Castro’s brother — Joaquin, who is a congressman — tweeted out an image featuring the list and then called out some of the people, including Bill Miller Bar-B-Q, the Pearl and Phyllis Browning.

The congressman is also Julian Castro’s campaign chairman.

The presidential candidate and former San Antonio mayor told KSAT-TV in Iowa those people built their wealth off of the Hispanic community and used that money to support a president he said is creating hate messaging against that community.

“Joaquin did that, as he said, as a lament that in our city, that is more than 60 percent Hispanic, you have companies — whether it’s Bill Miller’s or others — that have built their whole fortune off of the Hispanic community, that have a lot of Hispanic employees that are putting that money into the pocket of a politician, Donald Trump, that is putting ads on Facebook calling it an invasion and fostering hate and division toward the Hispanic community,” Julian Castro said in the television interview.

The Washington Examiner reported Wednesday six of the 44 listed on the tweet have actually donated to Joaquin Castro’s congressional campaign or Julian Castro’s municipal campaign.

The D.C. news outlet reported Friday that the donors on the list say the foray with the Castros has raised about another $1 million for the Trump campaign.

“My phone’s been lit up for two days with calls from many of the Texas 44 and others of our friends here in Texas who are outraged by Castro’s comments,” attorney R.H. Bowman told the paper. “It looks like another million dollars is now headed to support the Trump 2020 campaign from those of us who were targeted, and other Texans, including Hispanics, incidentally, whose resolve to support [the president] is only strengthened by this personal attack.”

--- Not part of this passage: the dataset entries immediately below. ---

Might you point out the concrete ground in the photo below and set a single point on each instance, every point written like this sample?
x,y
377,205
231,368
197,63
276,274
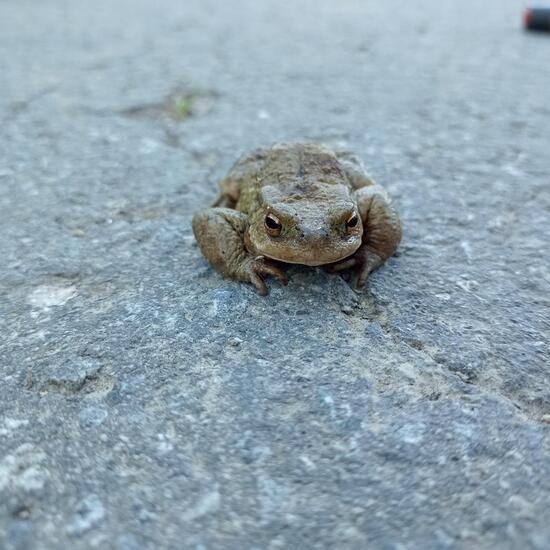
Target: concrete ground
x,y
146,402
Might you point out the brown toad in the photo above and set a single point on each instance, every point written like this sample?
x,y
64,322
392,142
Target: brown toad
x,y
297,203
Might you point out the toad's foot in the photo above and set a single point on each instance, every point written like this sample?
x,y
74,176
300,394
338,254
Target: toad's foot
x,y
220,234
361,264
255,269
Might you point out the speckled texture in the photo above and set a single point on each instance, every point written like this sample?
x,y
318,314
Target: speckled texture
x,y
146,402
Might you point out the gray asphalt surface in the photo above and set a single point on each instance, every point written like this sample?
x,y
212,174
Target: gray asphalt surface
x,y
145,402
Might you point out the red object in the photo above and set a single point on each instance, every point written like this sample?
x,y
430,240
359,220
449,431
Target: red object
x,y
537,19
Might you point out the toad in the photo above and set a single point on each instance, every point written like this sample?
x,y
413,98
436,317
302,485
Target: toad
x,y
297,203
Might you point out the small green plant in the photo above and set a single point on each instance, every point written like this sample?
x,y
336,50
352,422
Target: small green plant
x,y
182,106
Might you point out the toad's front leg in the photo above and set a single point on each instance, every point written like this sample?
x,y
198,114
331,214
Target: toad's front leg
x,y
220,233
381,234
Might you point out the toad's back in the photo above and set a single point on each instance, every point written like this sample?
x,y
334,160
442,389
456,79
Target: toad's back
x,y
296,170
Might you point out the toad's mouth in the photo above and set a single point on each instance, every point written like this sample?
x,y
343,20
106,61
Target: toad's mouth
x,y
311,262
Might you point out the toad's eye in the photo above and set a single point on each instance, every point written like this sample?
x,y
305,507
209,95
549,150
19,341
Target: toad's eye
x,y
353,220
273,225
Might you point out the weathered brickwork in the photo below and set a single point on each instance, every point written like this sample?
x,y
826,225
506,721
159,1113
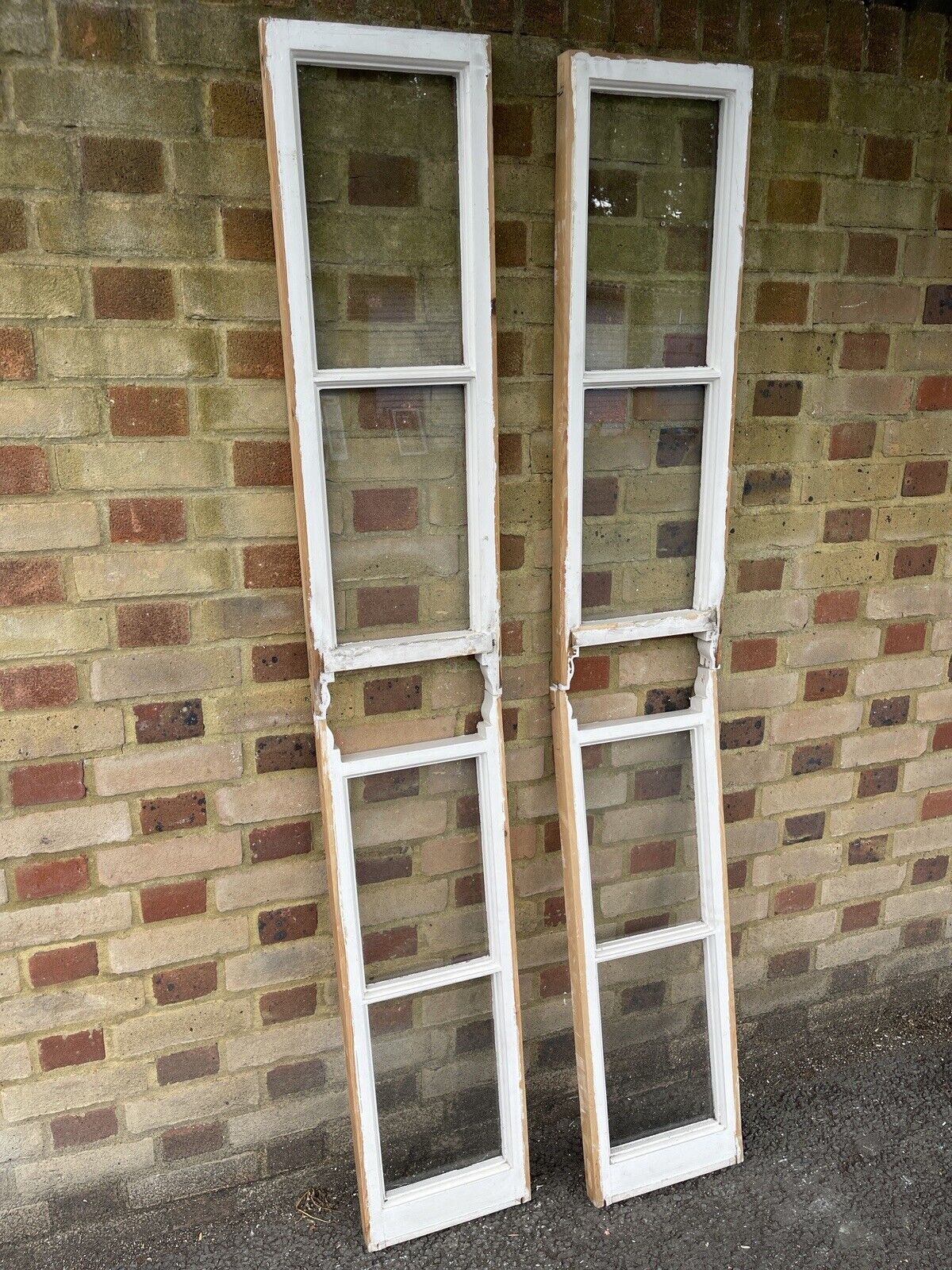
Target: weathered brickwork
x,y
167,995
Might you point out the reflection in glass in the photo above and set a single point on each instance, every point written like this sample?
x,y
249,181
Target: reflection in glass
x,y
641,493
397,502
651,188
436,1081
654,1029
419,868
381,186
643,837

Meanwhile, seven House Republicans have been calling for an ethics inquiry into Joaquin Castro’s tweet.

Castro’s office Friday called that effort a political ploy.

“The request to the House Ethics Committee is baseless and these Members of Congress know that. The information shared by Representative Castro is publicly available through the Federal Election Commission and the kind that’s routinely reported in media outlets of every political persuasion. Their letter is a disingenuous attempt by pro-dark money, far-right legislators to limit Americans’ ability to track money in politics. They would prefer large contributions to be kept secret so that there’s no meaningful transparency in political giving,” Castro spokeswoman Katherine Schneider said in a statement. “We look forward to hearing from the Committee if the request is considered.”